The Regular US Army was less than thirty thousand strong which is far too small to form the effective core of a "huge army". Even raising a force of two hundred thousand to fight the Spanish-American War badly over-stretched the available pool of trained officers and NCO's.

For that matter a dire shortage of modern weaponry meant that some troops fighting in Cuba were still forced to carry obsolescent single-shot rifles and ancient Gatling Guns were brought back into service because the US was critically lacking in machine-guns.

as much as I hate to put the odds against my homeland, gotta agree with this. When discussing this scenario, it's often assumed that 'the USA will be invincible on land, the UK at sea." I never doubted the second, but always doubted the first. When you read about how woefully unprepared the USA was for the SAW just a few years later, when the army famously had to buy Krag rifles in a hurry to equip the troops, you have to wonder just how good of an army we could put up against the Brits in 1895 or so. To be sure, we could raise a big number of troops, but we'd have to arm them with things like Winchester rifles... not the greatest thing to face the British empire with...
 
as much as I hate to put the odds against my homeland, gotta agree with this. When discussing this scenario, it's often assumed that 'the USA will be invincible on land, the UK at sea." I never doubted the second, but always doubted the first. When you read about how woefully unprepared the USA was for the SAW just a few years later, when the army famously had to buy Krag rifles in a hurry to equip the troops, you have to wonder just how good of an army we could put up against the Brits in 1895 or so. To be sure, we could raise a big number of troops, but we'd have to arm them with things like Winchester rifles... not the greatest thing to face the British empire with...

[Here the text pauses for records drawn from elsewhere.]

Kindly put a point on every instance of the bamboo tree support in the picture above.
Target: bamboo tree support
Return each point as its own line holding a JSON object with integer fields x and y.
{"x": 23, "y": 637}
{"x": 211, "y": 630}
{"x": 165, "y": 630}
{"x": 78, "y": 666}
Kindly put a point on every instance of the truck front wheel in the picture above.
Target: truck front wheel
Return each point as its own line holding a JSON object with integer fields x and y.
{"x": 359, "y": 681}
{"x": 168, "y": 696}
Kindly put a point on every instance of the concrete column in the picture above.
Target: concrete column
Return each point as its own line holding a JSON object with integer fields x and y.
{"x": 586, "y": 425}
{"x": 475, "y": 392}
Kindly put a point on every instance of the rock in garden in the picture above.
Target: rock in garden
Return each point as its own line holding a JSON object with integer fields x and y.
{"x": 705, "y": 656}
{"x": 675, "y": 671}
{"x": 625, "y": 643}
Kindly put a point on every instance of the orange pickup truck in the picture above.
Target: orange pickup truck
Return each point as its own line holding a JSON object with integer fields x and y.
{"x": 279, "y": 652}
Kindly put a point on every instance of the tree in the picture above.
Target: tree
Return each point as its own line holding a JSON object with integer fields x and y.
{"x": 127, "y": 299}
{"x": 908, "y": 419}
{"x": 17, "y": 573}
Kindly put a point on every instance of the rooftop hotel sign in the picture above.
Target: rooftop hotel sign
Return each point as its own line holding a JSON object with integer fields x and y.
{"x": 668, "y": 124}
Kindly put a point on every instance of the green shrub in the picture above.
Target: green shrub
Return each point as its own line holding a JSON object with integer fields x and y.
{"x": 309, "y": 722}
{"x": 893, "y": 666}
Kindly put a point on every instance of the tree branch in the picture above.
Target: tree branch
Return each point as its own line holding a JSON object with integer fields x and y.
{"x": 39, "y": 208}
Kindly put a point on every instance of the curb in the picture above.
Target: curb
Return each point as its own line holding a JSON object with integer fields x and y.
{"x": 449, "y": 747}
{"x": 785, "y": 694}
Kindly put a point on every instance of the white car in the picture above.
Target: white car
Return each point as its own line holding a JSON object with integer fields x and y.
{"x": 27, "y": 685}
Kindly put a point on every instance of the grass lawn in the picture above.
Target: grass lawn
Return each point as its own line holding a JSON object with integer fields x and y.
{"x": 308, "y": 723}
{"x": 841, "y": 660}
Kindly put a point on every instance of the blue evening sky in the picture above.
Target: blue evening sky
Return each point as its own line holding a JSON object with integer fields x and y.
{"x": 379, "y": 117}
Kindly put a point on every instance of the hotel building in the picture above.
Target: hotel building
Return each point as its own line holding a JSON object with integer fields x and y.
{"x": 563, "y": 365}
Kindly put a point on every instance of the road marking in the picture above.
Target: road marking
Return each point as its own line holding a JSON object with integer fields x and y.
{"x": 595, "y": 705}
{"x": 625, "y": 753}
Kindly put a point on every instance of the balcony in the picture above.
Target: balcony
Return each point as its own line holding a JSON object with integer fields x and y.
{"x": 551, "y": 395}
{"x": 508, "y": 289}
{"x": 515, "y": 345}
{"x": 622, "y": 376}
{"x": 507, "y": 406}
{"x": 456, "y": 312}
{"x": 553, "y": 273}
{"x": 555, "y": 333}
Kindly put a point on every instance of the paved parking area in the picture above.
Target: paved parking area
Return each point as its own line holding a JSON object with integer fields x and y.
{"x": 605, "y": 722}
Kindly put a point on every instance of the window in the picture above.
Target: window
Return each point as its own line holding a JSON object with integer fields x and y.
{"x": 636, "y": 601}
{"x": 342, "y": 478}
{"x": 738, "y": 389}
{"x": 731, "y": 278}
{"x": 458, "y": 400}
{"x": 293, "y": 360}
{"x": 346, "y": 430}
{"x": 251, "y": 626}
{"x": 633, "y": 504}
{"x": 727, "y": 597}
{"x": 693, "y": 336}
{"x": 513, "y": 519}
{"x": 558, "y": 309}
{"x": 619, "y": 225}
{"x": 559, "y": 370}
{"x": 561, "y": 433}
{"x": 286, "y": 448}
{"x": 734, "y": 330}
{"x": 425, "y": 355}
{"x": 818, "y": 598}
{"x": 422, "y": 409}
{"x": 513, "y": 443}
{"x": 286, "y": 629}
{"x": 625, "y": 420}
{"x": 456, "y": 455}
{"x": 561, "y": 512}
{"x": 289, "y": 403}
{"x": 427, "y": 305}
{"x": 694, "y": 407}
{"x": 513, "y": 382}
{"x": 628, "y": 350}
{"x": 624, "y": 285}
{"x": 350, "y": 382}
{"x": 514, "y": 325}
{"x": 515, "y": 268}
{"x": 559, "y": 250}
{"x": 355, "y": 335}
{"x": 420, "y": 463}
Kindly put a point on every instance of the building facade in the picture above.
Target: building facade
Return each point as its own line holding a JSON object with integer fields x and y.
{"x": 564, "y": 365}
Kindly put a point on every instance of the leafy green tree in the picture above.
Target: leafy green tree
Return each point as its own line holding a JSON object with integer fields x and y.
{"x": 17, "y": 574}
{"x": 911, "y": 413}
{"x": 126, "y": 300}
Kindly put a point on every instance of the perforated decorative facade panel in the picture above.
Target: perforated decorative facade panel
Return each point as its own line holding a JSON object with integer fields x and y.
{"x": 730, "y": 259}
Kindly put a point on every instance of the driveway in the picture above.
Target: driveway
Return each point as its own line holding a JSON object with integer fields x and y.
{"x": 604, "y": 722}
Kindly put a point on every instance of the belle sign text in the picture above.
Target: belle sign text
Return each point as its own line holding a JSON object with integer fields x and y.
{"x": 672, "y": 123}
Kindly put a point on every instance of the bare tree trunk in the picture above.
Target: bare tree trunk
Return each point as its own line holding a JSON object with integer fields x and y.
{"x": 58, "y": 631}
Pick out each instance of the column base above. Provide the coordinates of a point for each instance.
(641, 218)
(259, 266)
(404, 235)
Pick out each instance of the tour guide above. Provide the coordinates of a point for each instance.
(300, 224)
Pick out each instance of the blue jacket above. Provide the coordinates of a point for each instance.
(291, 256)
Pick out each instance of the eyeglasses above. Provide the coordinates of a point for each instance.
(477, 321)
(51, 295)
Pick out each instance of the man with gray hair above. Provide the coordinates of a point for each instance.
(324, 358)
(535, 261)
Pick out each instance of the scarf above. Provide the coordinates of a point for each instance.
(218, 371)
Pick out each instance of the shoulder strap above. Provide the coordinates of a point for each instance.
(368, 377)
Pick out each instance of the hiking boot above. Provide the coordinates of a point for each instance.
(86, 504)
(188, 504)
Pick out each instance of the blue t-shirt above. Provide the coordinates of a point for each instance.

Actually the US Army had given more than a little thought to the problem over the years. The Navy took the opportunity of the Venezuela Criss to update their info on Canada and sent a certain Commander Charles Vernon Gridley to make a covert reconnaissance.

Both services essentially seem to have regarded Canada as first and foremost a Navy problem. The reason being that the US Army simply did not have the resources to hand for the job. Therefore the key factor was control of the Great Lakes in order to prevent the British from attacking while they tooled up.

A retired Rear Admiral L.A. Kimberly reckoned the US would need to raise armies of six hundred thousand men to cover both the invasion and maintain the defence of US soil from British threats to the Atlantic and Gulf Coasts at the same time.

Clearly not something that could be done quickly or cheaply.

Interestingly but one concern when it came to the Indiana Class battleships there was only one port in the Western Hemisphere that had the facilities to repair them when they first entered service. It just so happened to be Halifax, Nova Scotia.